Bacteriophage (or more simply ‘phage’) therapy is being explored as a solution to the growing threat of antimicrobial resistance. Despite the exotic-sounding name, bacteriophage therapy is nothing new – in fact, its first application in 1919 predates the discovery of penicillin in 1929. However, their use has not been accompanied with robust research, meaning that there is still uncertainty regarding their use in modern medicine.
The authors report treating Mr. M, a 56 year-old man with disseminated cutaneous Mycobacterium chelonae infection with a single bacteriophage in conjunction with antibiotic and surgical management. He had previously received extensive antimicrobial courses as well as surgical debridement, but the bacterial infection persisted.
M. chelonae is a rapidly growing nontuberculous mycobacterium, ubiquitous in the environment and is known to have antimicrobial resistance. In rare cases, it causes infections in immunocompromised patients. To treat the infection, the researchers used a bacteriophage called Muddy, which had been isolated from a South African eggplant.
After the phage therapy skin started, lesions significantly improved both on examination and in PET/CT scans. Furthermore, two biopsies at two and five months post-treatment revealed no evidence of granulomas or AFB on histopathology and tissue cultures have remained negative. The patient has had no adverse events from the phage therapy and administered the intravenous therapy at home for more than six months.

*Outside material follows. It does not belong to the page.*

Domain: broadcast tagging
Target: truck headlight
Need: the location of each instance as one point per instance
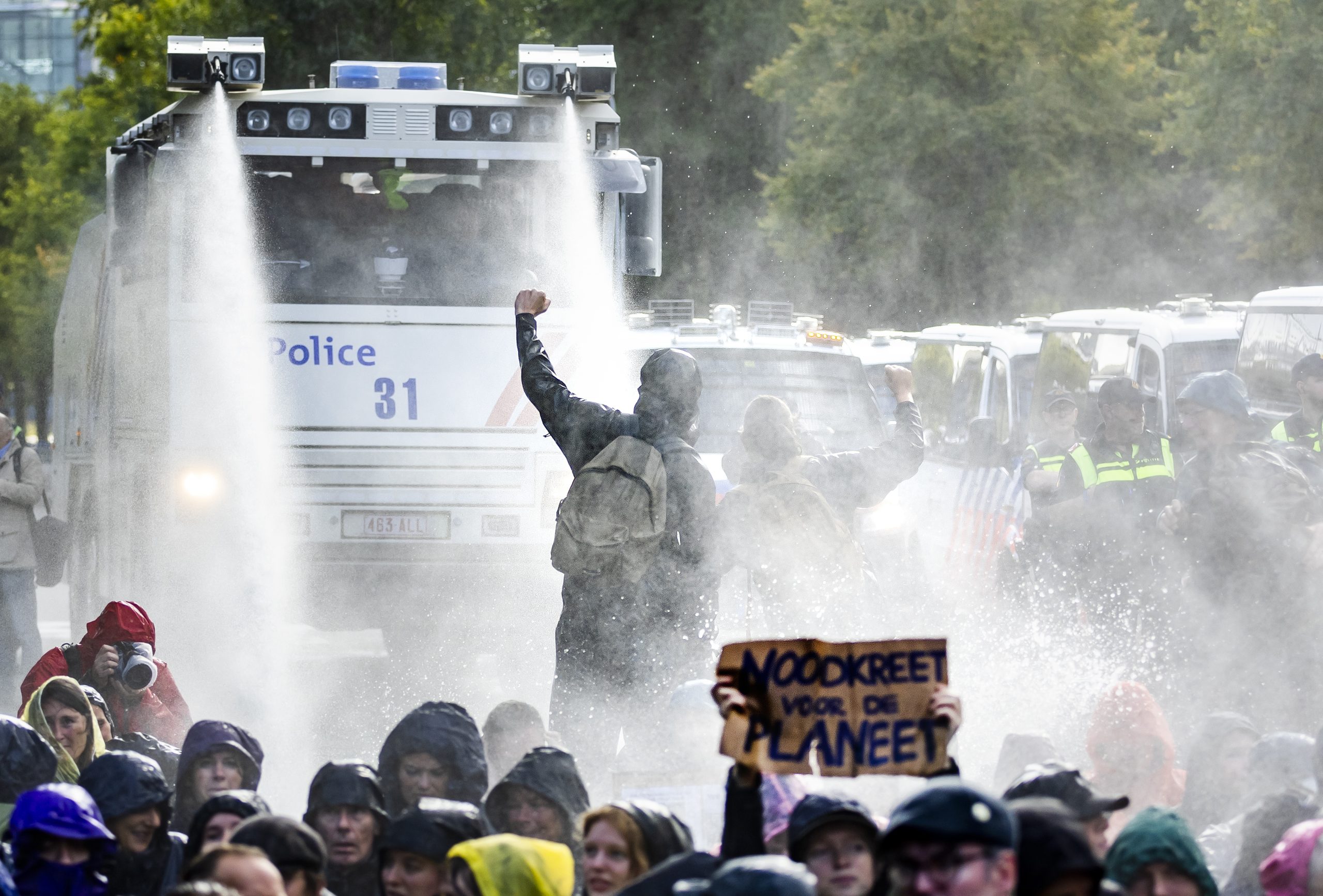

Bacteriophage therapy is hampered by the development of phage resistance, which can potentially be countered using an appropriately-designed phage cocktail. In this case, the researchers were limited to Muddy, since no other phages tested were highly active against the patient’s strain of M. chelonae. Although resistance to Muddy is likely to occur, it was not detected in vitro, consistent with the infrequency of phage resistance in M. abscessus isolates. Resistance in vivo leading to loss of treatment efficacy was also not observed, which together suggest that phage resistance of NTM pathogens may not be the impediment encountered with other pathogens.
A second barrier to the successful treatment of bacterial infections with phage therapy is the complex interaction between the host immune system and the bacteriophage. In this case, the patient maintained stably improved disease and negative microbiologic and histopathologic studies despite a neutralising antibody response to the phage.
The authors suggested that the phage quickly reduced the burden of infection, allowing the ongoing antimicrobial therapy to have an effect. The phage also became self-replicating at the infection site – administration after the onset of neutralising antibodies therefore became unnecessary.
There are still significant challenges to phage therapy becoming widespread. The mains ones are 1) doctors need to know the bacterial strain behind the infection and 2) they need to have several phages on hand that specifically target that strain. Compounding the latter problem, most pharmaceutical companies are hesitant to focus on developing phage therapies. Since phage therapy is over 100 years old, it is difficult to patent and generate revenue to justify the initial development costs.